W hen I returned to Washington in 1992 after a 13-year absence, I was frequently asked what changes I observed. Of course, the obvious answer was volume: Big buildings had appeared where humble shops once stood, and automobile traffic seemed considerably more congested. Crosstown excursions that had once taken 15 minutes now seemed to require three-quarters of an hour.

My actual answer, however, was rather different: What struck me, in the waning days of the George H.W. Bush administration, was the increase in what might be called police presence. In addition to the hapless Metropolitan Police, there were now innumerable uniformed agencies—Secret Service, Park Service, Executive Protection Service, etc.—that patrolled around the White House and Capitol and cruised the downtown streets in conspicuous numbers. In subsequent years, this has only gotten worse. Federal buildings are now routinely surrounded by concrete barriers; you can’t walk into the Government Accountability Office without passing through a phalanx of sullen cops and metal detectors. 

This is some considerable distance from the Washington of my youth, where only the president—not even the vice president—merited Secret Service protection, and Harry Truman could take his morning constitutional around the block, two detectives hovering discreetly in the background.
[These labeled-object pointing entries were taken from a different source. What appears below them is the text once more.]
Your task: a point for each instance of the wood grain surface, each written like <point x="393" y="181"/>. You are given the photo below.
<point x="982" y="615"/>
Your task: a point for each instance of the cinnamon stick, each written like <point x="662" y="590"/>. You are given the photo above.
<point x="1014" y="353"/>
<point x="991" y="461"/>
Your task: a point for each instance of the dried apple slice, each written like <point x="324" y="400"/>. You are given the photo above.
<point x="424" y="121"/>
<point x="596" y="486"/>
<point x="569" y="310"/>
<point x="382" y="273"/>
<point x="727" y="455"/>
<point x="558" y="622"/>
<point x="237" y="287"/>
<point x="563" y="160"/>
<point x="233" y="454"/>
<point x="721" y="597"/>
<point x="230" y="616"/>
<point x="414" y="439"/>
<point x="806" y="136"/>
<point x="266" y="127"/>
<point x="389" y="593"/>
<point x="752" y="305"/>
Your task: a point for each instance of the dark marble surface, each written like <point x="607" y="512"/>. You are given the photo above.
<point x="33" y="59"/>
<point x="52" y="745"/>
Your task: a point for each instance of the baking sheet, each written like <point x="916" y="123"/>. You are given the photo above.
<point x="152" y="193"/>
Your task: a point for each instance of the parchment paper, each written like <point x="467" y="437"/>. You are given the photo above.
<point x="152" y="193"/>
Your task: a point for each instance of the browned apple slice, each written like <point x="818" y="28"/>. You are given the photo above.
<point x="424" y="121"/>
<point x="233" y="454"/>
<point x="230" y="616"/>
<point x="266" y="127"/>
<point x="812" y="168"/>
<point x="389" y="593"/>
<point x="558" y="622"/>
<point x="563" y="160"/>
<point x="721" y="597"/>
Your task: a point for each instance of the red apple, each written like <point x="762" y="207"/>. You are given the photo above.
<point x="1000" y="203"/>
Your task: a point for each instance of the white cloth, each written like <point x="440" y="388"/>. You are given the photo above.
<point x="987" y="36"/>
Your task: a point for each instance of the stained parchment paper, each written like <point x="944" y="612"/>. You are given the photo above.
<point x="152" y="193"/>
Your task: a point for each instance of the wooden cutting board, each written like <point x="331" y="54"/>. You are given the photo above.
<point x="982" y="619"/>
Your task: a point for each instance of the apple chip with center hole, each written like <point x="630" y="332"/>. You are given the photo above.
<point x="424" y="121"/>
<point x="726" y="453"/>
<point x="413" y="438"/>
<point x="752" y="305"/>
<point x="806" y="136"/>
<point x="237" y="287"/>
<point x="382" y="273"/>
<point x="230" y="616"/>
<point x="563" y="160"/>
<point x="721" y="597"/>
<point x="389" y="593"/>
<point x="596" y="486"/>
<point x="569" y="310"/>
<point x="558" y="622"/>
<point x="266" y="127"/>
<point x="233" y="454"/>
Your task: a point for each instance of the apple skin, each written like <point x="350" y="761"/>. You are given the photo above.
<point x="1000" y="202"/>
In the 1950s, I took piano lessons in a studio over the Avalon Theatre where, on occasion, Mrs. Richard M. Nixon would pull up on a Friday afternoon, park her station wagon by the curb, push a coin into the meter, and escort Tricia and Julie into the movies. There was no “security” in sight.  
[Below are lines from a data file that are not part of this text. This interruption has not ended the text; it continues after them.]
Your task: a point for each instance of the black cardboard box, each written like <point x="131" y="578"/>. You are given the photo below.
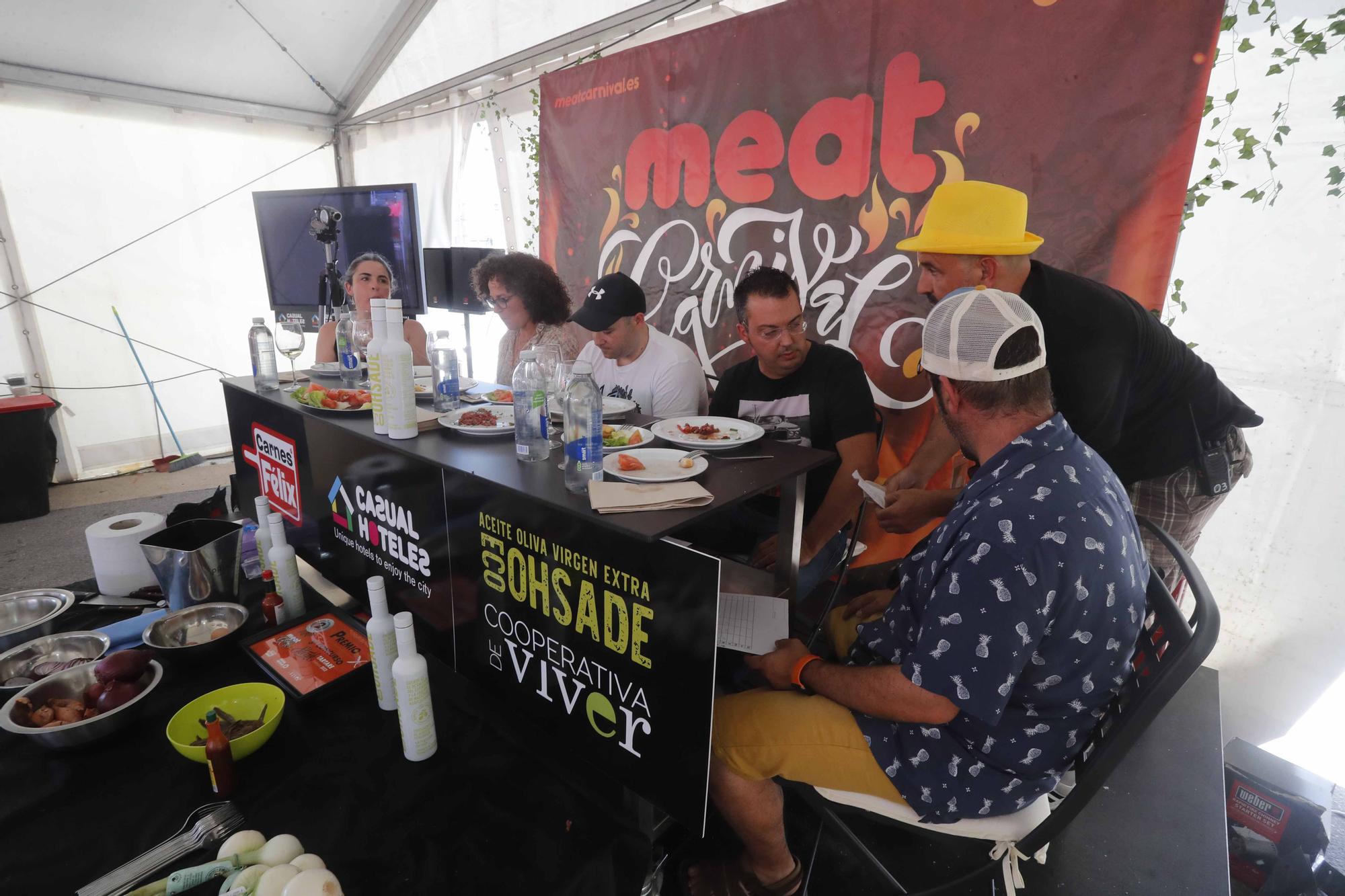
<point x="1276" y="809"/>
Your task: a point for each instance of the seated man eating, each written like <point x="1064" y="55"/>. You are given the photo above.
<point x="1011" y="630"/>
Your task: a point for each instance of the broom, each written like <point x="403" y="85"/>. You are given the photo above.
<point x="174" y="462"/>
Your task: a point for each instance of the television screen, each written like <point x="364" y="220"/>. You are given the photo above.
<point x="449" y="282"/>
<point x="380" y="218"/>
I thought of this the other day when the Afghan president, Hamid Karzai, and Secretary of State Hillary Clinton spent a few hours at the U.S. Institute for Peace. The institute happens to be located in a building across M Street from our offices; standing at my window, I enjoyed a ringside seat. About a half-hour before the two dignitaries arrived the police had cut off all traffic for two blocks moving in all directions—this is a busy downtown neighborhood; I can only imagine the consequences. Finally, with sirens screaming and motorcycles roaring, a 17-car entourage of black vans, light armored vehicles, motorcycles, and an ambulance converged on the intersection of M and 17th Streets. 

There they stayed for the next few hours. Those storied grim-faced men in dark suits, earpieces, and sunglasses (you see them a lot in television dramas) would occasionally bellow at pedestrians strolling too close to the curb, or point menacingly at people who wished to cross the street at the light. In due course, the secretary and her guest left the institute, and the great swarm of security broke camp for the State Department, cutting off traffic between downtown and Foggy Bottom, sirens at full volume, lights flashing.

I suppose there is an argument, in our venerable republic, for this kind of treatment for elected politicians: God knows I wish none any harm, and, the Obama administration notwithstanding, we’re still in the war on terror. Nevertheless, these bumptious displays of police-state behavior are a routine feature in the life of the nation’s capital: You get stopped on the sidewalk and ordered back several paces, to allow a visiting foreign minister, or the secretary of housing and urban development, to proceed from a hotel doorway to a waiting limousine. The other evening I was prevented from crossing Lafayette Square to walk to dinner—something I have done for decades. No explanation was given, and I dared not inquire. At the Capitol, where guards patrol a widening perimeter, there is a bunker-like quality to new protective construction.

The problem, in my view, is the subtle antidemocratic message. These spectacles inspire not awe and gratitude but resentment and estrangement. In 1901, when three presidents had been shot to death in the previous 36 years, it did not occur to Theodore Roosevelt to turn the White House into a fortress and treat citizens as a daily menace. In 1941, when we were at war with the greatest tyranny of the age, Franklin Roosevelt placed one armed soldier at each White House gate. 

And yet, with each new Secret Service-sanctioned level of “security” in our day, the insecurity of official Washington seems to grow. I don’t know whether Hamid Karzai and Hillary Clinton were in peril at the U.S. Institute for Peace, but it was obvious, on the basis of behavior and demeanor, that their guards seemed to think that the danger was demonstrable from passing tourists, bicycle messengers, and the local office workers on their way to lunch.